Hope is the feathered thing that perches in the soul, and sings the melody without the words, and never stops at all… – Emily Dickinson
When Annie Ruygt moved to a small town in the midst of a global pandemic, she created a perfect formula for making the loneliness worse, for experiencing exponential isolation.
Having lived in Napa to be close to her family, she got engaged to Eliott Bernard, a teacher at Redwood / Accelerated Achievement Academy, and moved to Ukiah in July 2020 to live with her future husband.
As an illustrator and author, she knows well the solitude imposed by her vocation, but it was of a different order.
“I was working from home, completely isolated, unable to meet anyone, looking for a way to make a public art form,” she says. “I was ready for anything. “
She wanted to paint murals on the Palace Hotel, but finding out that it was privately owned and would require permits, she contacted the Arts Council and was directed to the Ukiah City Program Administrator, Neil Davis.

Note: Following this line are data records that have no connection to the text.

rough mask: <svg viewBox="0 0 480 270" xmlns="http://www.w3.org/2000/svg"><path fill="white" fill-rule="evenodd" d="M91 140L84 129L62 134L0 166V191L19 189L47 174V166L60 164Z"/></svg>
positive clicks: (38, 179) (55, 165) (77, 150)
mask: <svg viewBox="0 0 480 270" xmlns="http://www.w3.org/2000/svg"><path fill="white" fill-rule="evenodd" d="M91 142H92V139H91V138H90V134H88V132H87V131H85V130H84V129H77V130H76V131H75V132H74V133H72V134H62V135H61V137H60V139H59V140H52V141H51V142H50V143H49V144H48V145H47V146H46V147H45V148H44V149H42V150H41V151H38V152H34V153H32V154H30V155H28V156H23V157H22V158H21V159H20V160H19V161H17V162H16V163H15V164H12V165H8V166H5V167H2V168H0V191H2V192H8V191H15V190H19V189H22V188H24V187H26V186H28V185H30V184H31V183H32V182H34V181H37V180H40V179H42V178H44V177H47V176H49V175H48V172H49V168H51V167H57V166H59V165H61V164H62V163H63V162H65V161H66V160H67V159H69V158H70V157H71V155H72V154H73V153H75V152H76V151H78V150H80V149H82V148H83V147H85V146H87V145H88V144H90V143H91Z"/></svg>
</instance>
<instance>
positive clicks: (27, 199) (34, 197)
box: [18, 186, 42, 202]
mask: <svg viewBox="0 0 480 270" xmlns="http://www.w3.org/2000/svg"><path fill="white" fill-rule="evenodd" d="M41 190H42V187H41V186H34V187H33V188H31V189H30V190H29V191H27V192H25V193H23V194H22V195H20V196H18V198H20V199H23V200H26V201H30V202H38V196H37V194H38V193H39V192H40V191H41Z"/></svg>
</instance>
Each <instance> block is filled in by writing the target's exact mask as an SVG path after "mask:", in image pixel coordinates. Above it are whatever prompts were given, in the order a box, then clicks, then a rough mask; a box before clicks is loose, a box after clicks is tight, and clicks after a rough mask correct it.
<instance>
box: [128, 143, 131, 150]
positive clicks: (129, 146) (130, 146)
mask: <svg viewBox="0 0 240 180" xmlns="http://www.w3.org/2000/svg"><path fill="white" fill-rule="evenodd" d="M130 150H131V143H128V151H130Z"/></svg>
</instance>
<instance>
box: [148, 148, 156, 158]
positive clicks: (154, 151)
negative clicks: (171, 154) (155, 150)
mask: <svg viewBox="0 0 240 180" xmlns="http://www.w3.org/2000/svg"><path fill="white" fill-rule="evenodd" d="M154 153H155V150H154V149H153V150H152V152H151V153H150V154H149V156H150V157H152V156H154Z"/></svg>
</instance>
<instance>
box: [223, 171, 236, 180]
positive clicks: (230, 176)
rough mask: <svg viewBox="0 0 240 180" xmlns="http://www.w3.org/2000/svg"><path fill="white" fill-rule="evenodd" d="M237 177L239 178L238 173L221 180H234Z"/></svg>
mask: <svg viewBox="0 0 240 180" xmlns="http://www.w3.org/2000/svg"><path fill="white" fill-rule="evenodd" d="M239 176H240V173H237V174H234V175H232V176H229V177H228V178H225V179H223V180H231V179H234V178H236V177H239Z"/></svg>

This, in turn, led her to collaborate with the city to create the new Alex Thomas Plaza outdoor art gallery to recognize “that the arts, creative endeavors and culture embody a great deal of wisdom, of the intellect and imagination of mankind and reflect the unique way in which the people of Ukiah City express themselves through the arts. Public expression of the arts, creative endeavors, and culture can aid the process of strong emotions, including grief and loss experienced during and after the COVID-19 pandemic. “
The new exhibition space aims to enhance the aesthetics of the Alex Thomas Plaza, provide a public place for local artists to display their work, and serve as a springboard to increase the amount of public art in the city.
Annie worked with her sister, a theater production manager and set designer in the creation of her outdoor exhibit — five acrylic panels, each approximately 4 feet by 3 feet — designing the series to reflect on the past year and a half of ” roller coaster emotions and a cultural touch ”, expressing his feelings around the negatives and positives of the loneliness induced by the pandemic.
After listening to a few of his solo acts and a few others accompanied by community musicians Sid Bishop and Jared Soinila, we moved on to the first piece in his series which depicts a neighborhood of houses of varying sizes with an orange light. fluorescent coming out of their windows. , a handful of trees and a small solitary figure winding through streets devoid of any other living being.
“This one was inspired by feeling completely isolated, not seeing anyone, not knowing where I was in this city, knowing that people were there to do activities, seeing them completely isolated at home. them and wanting to be able to connect with them. I was walking outside and it was like a ghost town.
“I did 10 day meditation retreats, but it was different: at the end of these retreats, I could still go home and visit a friend; the worst part about it was not knowing when it would end.
She explains that she was no stranger to the feelings associated with isolation before the pandemic. An author and illustrator, she works alone all day and has moved around a lot over the past five years.
“It was very familiar, but this time everyone was experiencing it. It’s not that easy as an adult to make new friends. I walked around knowing I was anonymous to everyone; I was trying to find places I could hook up but when it’s all gone, when there’s no yoga studio, no coffee, what do you do?
The next panel, with a similar theme, shows rows of houses casting a warm orange light into the night with figures and Christmas trees inside.
“I look inside. I remember taking a lot of walks and seeing the Christmas trees and the people in their homes, knowing that I wouldn’t have the chance to go to my family for Christmas.”
Connecting with friends and family, singing holiday songs on Facetime and Zoom, texting, all alleviated some of his connection urges, but also led to a feeling of loss in internet feeds and to Zoom’s fatigue, so graphically depicted with a self-portrait of her sitting in front of her computer, her head slumped on the keyboard and thick orange, yellow, green and blue threads slipping her laptop out of the canvas.
“I’m still recovering from this and can’t be on my computer all day.”
The last in the series but the first she painted, very different from the others in style and theme, the only one with a title — Growth in Solitude — shows a male figure seated in the middle of a wreath of new multicolored flowers. . , surrounded by vineyards, overlooking a lush hill of trees and purple mountains.
“My own internal growth turned out to have to come to terms with this new reality; it also gave me time to contemplate what I was doing with my art. It forced me to do this new kind of work, which I really enjoy.
She says it is rare for her to paint and rare for her to do public art; she usually draws by hand on an iPad and publishes her work on the Internet.
“I was on the internet all the time for work and when my social life had to be on the internet too, I hit my threshold. It pushed me to put myself in my hands, to connect with people through art in a real way, to prepare to go back out into the world and be more connected. I learned what I really want to do.